Go Ye
W e b m i n i s t e r . c o m ©
webminister@webminister.com
Preach
St. Paul the Traveller and the Roman Citizen
[HOME]

St. Paul the Traveller and the Roman Citizen ©

CHAPTER 12 -- 2.

THE CHURCH IN ASIA
APOLLOS, PRISCILLA AND AQUILA

[267] 2. APOLLOS, PRISCILLA AND AQUILA. During the time that Paul was absent from Ephesus, there came thither an Alexandrian Jew named Apollos, a good speaker, and well read in the Scriptures. He had learned in Alexandria the doctrine of John the Baptist and his prophecy of the immediate coming of Christ; and this he preached in Ephesus with great fervour and detailed proof from Scripture. Priscilla and Aquila, having heard his preaching, instructed him with regard to the fulfilment of John's prophecy. Afterwards he conceived the intention of crossing over to Achaia; and the Brethren gave him letters of recommendation to the disciples in Corinth. When he settled there he became an effective preacher, and a powerful opponent of the Jews, showing how in Jesus the prophecies with regard to the Anointed One were fulfilled.

This episode is obviously introduced, not so much for its own intrinsic importance, as for the sake of rendering the opening of Paul's first letter to the Corinthians clear and intelligible. A contrast is drawn there between the more elaborate and eloquent style of Apollos and the simple Gospel of Paul; and it is implied that some of the Corinthian Brethren preferred the style and Gospel of Apollos. The particulars stated here about Apollos have clearly been selected to throw light on the circumstances alluded to, but not explained in the letter.

In the Bezan Text the account of Apollos appears in a different form, which has all the marks of truth, and yet is clearly not original, but a text remodelled according to a good tradition. The name is given in the fuller form Apollonius; but Paul uses the diminutive Apollos; and Luke, to make his explanation clearer [268] would naturally use the same form. Moreover, Luke regularly uses the language of conversation, in which the diminutive forms were usual; and so he speaks of Priscilla, Sopatros and Silas always, though Paul speaks of Prisca, Sosipatros and Silvanus. On that principle we must prefer the form Apollos.

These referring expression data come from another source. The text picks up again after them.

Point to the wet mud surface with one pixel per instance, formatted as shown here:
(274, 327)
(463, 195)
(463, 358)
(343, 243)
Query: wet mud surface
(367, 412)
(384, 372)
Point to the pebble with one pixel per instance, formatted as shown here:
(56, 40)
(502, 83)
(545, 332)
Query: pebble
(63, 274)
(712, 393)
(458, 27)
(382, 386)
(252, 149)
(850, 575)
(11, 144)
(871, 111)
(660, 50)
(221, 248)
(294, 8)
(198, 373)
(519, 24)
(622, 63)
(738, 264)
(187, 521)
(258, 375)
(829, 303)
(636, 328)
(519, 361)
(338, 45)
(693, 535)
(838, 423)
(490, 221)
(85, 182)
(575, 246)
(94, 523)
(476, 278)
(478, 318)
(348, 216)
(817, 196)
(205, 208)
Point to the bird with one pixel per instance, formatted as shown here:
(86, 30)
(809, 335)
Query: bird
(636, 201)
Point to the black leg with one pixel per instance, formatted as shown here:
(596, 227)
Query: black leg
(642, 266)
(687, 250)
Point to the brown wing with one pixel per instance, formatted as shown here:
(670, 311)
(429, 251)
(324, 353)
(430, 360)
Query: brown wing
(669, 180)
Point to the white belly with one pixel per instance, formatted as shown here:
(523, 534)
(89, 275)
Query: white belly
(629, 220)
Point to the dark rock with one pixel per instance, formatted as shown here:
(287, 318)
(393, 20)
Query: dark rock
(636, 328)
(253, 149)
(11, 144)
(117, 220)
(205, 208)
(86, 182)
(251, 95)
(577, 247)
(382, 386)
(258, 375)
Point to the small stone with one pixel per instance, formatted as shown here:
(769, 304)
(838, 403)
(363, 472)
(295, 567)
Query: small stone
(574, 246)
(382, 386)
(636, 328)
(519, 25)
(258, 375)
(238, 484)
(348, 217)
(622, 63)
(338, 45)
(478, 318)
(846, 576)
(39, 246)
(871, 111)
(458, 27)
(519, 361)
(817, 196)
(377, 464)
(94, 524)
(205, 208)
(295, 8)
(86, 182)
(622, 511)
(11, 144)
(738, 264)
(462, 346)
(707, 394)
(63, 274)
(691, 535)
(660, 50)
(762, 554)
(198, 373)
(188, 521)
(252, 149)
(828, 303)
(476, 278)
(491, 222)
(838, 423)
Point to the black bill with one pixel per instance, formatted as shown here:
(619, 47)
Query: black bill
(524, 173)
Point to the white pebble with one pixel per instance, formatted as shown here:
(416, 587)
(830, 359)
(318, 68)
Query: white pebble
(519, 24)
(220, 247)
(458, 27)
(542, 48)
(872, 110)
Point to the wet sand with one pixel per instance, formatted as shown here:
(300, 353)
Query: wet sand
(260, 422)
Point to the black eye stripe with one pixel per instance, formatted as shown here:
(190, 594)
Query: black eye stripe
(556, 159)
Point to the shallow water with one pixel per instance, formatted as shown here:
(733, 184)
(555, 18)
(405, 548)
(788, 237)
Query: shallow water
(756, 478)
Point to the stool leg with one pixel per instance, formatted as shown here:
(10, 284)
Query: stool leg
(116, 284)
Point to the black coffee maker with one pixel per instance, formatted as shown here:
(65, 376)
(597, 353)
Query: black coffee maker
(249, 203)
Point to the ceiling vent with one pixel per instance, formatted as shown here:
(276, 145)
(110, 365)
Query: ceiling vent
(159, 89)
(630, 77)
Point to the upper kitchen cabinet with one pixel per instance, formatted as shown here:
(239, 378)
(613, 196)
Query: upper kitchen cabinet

Again, the text of almost all MSS. mentions Priscilla first; but the Bezan Text alters the order, putting Aquila first. Elsewhere also the Bezan Reviser shows his dislike to the prominence assigned to women in Acts . In XVII 12 he changes "not a few of the honourable Greek women and of men"into "of the Greeks and the honourable many men and women". In XVII 34 he cuts out Damaris altogether. In XVII 4 he changes the "leading women"into "wives of the leading men"These changes show a definite and uniform purpose, and therefore spring from a deliberate Revision of the original Received Text.

The unusual order, the wife before the husband (so XVIII 18), must be accepted as original; for there is always a tendency among scribes to change the unusual into the usual. Paul twice (II Tim. IV 19, Rom. XVI 3) mentions Prisca before Aquila; that order was, therefore, a conversational custom, familiar in the company among whom they moved; though it must have seemed odd to strangers in later generations.

Probably Prisca was of higher rank than her husband, for her name is that of a good old Roman family. Now, in XVIII 2 the very harsh and strange arrangement of the sentence must strike every reader. But clearly the intention is to force on the reader's mind the fact that Aquila was a Jew, while Priscilla was not; and it is characteristic of Luke to suggest [267] by subtle arrangement of words a distinction which would need space to explain formally (pp. 85, 204). Aquila was probably a freedman. The name does indeed occur as cognomen in some Roman families; but it was also a slave name, for a freedman of Męcenas was called (C. Cilnius) Aquila. There is probably much to discover with regard to this interesting pair, but in this place we cannot dwell on the subject.

The order in which the different threads of the narrative here succeed one another exactly recalls the method of XI 27-XII 25. There vv. 27 - 30 narrate the events in Antioch, and bring Barnabas and Saul to the gates of Jerusalem; next, the events in Jerusalem are brought up to date; and then the action of the envoys in Jerusalem is described. So here Paul's journey is narrated, and he is brought to the frontier of Asia; next, the events in Ephesus are brought up to date; and then Paul's entrance into Asia and his action at Ephesus are described.